Retired prison guard Don Gorske claims to have eaten two McDonald’s Big Macs every day for the past 46 years. That’s 30,000 Big Macs.  If you are looking to hire a retired prison guard whose arteries laugh at the common man’s battle with cholesterol, Don is your man.

Referral services are business that serve as matchmakers. They could find you someone like Don if that’s what your company needs.

But when are referral services considered employers (or joint employers) of the workers they place? That is the question explored in a recent Bulletin posted by the Wage & Hour Division of the DOL.

The Bulletin looks specifically at home health care registries, but the analysis and factors should be applicable when trying to answer this question for any business whose primary service is matchmaking for workers.

Unlike home health care agencies, registries don’t provide actual home healthcare services. they just find qualified providers and match them with individuals in need, who then presumably become the caregivers’ employers.

Under federal wage and hour law (the Fair Labor Standards Act), an Economic Realities Test is used to determine whether an employer-employee relationship exists.

In the context of health care referral services, here are the factors that the WHD says are most relevant:

  1. Background Checks & References.
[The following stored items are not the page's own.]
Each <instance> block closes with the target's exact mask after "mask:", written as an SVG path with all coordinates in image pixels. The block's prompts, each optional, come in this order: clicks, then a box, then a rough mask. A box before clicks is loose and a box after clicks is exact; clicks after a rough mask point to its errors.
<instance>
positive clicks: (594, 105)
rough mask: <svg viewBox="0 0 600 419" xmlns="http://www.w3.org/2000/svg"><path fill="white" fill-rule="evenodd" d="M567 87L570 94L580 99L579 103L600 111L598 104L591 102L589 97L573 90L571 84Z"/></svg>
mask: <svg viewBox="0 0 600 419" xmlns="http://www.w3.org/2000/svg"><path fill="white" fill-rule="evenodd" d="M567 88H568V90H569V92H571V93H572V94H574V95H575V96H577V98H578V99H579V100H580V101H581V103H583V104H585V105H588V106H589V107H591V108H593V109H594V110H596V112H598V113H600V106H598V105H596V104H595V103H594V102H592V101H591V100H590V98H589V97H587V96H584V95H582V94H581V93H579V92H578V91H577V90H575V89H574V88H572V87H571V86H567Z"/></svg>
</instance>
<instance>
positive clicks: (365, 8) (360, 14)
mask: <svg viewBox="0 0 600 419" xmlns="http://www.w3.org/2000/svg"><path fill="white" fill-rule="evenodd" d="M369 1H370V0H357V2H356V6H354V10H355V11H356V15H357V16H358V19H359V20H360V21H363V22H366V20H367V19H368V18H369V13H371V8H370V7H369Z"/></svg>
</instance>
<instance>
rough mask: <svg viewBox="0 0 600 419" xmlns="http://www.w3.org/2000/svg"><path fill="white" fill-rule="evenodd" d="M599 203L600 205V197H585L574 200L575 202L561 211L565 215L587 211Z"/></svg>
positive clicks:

Objective data collection does not suggest employment, but interviews that result in subjective judgments and recommendations may suggest an employment relationship.
  2. Hire and Fire. Hiring and firing are suggestive of employment. A referral service should be introducing candidates, not making hiring decisions.
  3. Scheduling and Assigning Work. Also indicative of employment. A referral service should not be involved in this.
  4. Controlling Caregiver’s Work. Control suggests employment. A matchmaker should not be involved in the actual work being performed.
  5. Setting Pay Rate. This is up to the employer (the individual) and the employee. A referral agency should not be setting pay rates.
  6. Receiving Continuous Payment for Services (Instead of Fee-Based). When the a registry receives a referral fee, that does not suggest an employment relationship. But if the agency’s pay varies by the number of hours worked by the caregiver, an argument can be made that the worker’s pay is affected by the hours worked and the cut given to the agency, which may weigh in favor of an employment relationship. This seems like a minor factor though.
  7. Paying Wages. If the registry pays the caregiver’s wages, that weighs in favor of an employment relationship.
  8. Tracking Hours. The employer, not the agency, should be responsible for tracking hours in compliance with worker pay and recordkeeping requirements.
  9. Purchasing Equipment and Supplies. The caregiver or the recipient should be doing this, not the agency.

As long as we’re talking health care, I’m going to limit my Big Mac intake to under two a day. Not that I’m judging, Don.